General disorders: allergic reactions, including pruritus, urticaria, rash, exanthema, eczema, bronchospasm, angioneurotic edema, Quincke's edema, urticaria, anaphylactic/anaphylactoid reactions, or even shock; there have also been reports of severe skin reactions such as Stevens–Johnson syndrome and Lyell's syndrome occurring during acetylcysteine treatment. In case of any changes in the skin or mucous membranes, patients should immediately consult a physician and discontinue acetylcysteine use.

Reporting of side effects. Reporting of adverse reactions after drug registration is of great importance. It enables continuous monitoring of the benefit-risk balance of the drug.
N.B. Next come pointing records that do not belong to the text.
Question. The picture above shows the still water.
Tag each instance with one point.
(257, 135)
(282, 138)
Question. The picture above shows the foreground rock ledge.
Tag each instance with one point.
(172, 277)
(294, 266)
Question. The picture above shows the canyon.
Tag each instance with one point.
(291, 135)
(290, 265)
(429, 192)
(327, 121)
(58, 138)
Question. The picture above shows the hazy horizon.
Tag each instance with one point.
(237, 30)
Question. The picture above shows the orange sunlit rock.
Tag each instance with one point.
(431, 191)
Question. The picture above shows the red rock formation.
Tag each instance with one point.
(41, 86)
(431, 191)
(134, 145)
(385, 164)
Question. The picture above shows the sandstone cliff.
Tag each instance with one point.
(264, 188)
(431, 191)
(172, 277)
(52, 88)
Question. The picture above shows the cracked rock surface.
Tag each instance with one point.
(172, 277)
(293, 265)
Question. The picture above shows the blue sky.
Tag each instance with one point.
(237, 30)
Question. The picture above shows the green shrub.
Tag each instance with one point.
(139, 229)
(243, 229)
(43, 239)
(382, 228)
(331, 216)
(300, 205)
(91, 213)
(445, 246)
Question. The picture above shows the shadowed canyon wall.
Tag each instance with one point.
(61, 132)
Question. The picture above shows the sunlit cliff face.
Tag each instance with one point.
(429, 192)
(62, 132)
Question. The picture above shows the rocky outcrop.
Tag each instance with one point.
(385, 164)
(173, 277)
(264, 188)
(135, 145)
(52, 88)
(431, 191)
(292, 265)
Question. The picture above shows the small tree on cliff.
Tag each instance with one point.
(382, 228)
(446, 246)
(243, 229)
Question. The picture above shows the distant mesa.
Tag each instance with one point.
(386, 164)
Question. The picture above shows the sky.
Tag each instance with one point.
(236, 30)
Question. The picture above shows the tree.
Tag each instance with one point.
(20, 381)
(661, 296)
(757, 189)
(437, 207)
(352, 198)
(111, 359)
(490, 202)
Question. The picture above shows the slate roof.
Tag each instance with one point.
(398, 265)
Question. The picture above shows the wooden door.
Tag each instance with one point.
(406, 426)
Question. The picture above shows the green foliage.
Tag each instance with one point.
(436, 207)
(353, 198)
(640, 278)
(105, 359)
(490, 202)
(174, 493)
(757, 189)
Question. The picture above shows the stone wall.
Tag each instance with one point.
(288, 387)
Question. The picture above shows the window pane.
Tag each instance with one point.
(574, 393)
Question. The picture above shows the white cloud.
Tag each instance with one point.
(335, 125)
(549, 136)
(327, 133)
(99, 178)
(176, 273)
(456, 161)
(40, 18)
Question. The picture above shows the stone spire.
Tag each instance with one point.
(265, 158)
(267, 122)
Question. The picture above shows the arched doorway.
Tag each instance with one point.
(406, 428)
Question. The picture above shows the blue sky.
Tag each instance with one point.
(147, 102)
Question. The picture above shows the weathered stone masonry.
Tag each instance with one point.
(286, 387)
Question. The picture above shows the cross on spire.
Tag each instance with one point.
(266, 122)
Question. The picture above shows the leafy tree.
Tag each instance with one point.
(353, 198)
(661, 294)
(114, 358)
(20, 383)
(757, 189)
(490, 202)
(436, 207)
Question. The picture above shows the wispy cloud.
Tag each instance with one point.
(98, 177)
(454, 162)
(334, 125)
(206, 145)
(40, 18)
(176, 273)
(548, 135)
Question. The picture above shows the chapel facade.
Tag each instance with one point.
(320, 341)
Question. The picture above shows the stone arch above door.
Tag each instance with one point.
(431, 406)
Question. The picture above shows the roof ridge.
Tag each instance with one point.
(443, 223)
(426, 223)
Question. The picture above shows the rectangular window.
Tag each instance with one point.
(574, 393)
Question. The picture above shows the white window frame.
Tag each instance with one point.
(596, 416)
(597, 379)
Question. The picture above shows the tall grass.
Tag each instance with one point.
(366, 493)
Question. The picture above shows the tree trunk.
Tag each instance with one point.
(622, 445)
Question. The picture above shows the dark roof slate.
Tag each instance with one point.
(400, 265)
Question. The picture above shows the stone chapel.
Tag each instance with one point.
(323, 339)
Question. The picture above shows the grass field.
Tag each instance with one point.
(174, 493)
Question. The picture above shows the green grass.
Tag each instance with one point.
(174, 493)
Medical and pharmaceutical professionals, as well as patients or their legal representatives, are encouraged to report all suspected adverse reactions and lack of drug efficacy via the Automated Pharmacovigilance Information System at the following link: https://aisf.dec.gov.ua.

Shelf life. 2 years from the date of manufacture of the drug in bulk packaging.

Storage conditions. Store in the original packaging at a temperature not exceeding 25 °C.

Keep out of reach of children.

Packaging. Tablets No. 10 in a blister pack in a box.

Dispensing category. Over-the-counter.

Manufacturer. Limited Liability Company "Pharmaceutical Company "Vertex".

Manufacturer's address and location of business activity.

33, Astronomichna Street, lit. "V-1", Kharkiv, Kharkiv region, 61085, Ukraine.